The state will ask the federal government to list Indian Point on the National Register of Historic Places, officials said.
The roughly 78-acre site, just north of Juneau's state ferry terminal, is considered sacred by Tlingits, said Rosita Worl, president of Sealaska Heritage Institute, which prepared the application for listing.
The institute is a private nonprofit that administers cultural and educational programs for Sealaska Corp., the Southeast Alaska for-profit Native corporation.
The site is closely associated with key events in the history of the Auk Kwaan, especially the Yaxte Taan L'eineidi clan, the application says. Dwellings, subsistence sites and burial sites date back to 1100 to 1300 A.D., it said.
"It's a site that was used for pulling up canoes," Worl said. "There's a burial site there. They used to gather herring eggs from this area. But perhaps the most significant thing is it's a burial site of a shaman."
In the 1960s the city wanted to put housing on the land, but it backed off in the face of Native concerns. In the late 1990s, the National Oceanic and Atmospheric Administration wanted to build a fisheries research center there. But again Natives and others objected, and the agency traded for land at Lena Point.
The heavily wooded area also is known as Auke Cape. The application includes two small uninhabited islands nearby.
The site is primarily used for hiking on old Indian trails, subsistence gathering and Native ceremonies.
The eight-member Alaska Historical Commission, meeting in Anchorage on Monday, unanimously approved the institute's application. The city's Historic Resources Advisory Committee previously had approved it by a 5-1 vote, said staffer Chris Beanes of the Community Development Department.

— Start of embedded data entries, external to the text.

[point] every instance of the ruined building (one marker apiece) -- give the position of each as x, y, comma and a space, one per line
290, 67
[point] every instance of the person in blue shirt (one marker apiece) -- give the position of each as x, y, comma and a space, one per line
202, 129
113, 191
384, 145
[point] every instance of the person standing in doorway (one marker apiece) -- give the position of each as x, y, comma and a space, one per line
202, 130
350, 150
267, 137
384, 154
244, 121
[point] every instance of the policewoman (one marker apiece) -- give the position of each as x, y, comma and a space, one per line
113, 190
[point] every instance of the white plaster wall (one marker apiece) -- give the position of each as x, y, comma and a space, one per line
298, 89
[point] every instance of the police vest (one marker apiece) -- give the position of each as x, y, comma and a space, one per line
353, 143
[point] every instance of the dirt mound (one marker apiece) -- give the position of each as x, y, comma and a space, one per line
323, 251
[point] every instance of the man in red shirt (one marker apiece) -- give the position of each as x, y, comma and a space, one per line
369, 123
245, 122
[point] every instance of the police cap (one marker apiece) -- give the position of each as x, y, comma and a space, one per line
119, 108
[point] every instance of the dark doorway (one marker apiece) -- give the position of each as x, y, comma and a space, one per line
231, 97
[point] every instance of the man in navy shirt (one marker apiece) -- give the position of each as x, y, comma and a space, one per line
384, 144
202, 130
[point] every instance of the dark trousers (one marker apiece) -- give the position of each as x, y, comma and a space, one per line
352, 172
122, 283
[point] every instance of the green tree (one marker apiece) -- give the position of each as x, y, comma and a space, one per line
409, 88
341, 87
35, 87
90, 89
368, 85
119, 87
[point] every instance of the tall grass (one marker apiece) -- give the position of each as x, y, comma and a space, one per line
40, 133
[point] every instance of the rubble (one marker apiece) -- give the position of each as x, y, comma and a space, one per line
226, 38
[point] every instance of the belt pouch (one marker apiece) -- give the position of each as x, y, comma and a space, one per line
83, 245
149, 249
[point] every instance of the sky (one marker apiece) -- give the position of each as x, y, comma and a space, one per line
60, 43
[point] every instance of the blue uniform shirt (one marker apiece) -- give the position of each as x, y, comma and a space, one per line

The landowners - the city, Sealaska Corp., and the National Park Service - endorsed the application, said Jo Antonson, deputy state historic preservation officer.
The state Office of History and Archaeology plans to submit the application to the National Park Service, which oversees the register, by the end of the year, she said. The park service has 45 days after that to make a decision, she said.
If approved, it would be the first traditional cultural property in Alaska to be placed on the register.
A listing on the National Register would not bar development of the site, said Antonson and the Sealaska Heritage Institute. Federal and state laws encourage, but do not mandate, the preservation of National Register properties. Federal agencies are required to consider the effect of federal projects or federally assisted projects on properties listed in or eligible for listing in the National Register, the institute said.
Designation on the registry would not affect private property next to the site, the institute said.
It's harder to get traditional cultural property listed on the historic register than other types of property, Antonson said. Applicants must establish there is an ongoing and continuing reverence for the place and use over time, she said.
Often, such applicants offer oral traditions and show that they are corroborated by archaeological surveys. Sealaska also was able to cite photographs from the 1890s that show Native use of the area.
"I think they (SHI) have shown that after the Auk folks moved from the site they continued to return and they continue to have associations with the location," Antonson said. "And it's aided by the fact there are graves out there."
Worl said the area is used occasionally by Tlingits seeking spiritual renewal.
"They may burn food, which we believe transfers food to the sprit world," she said.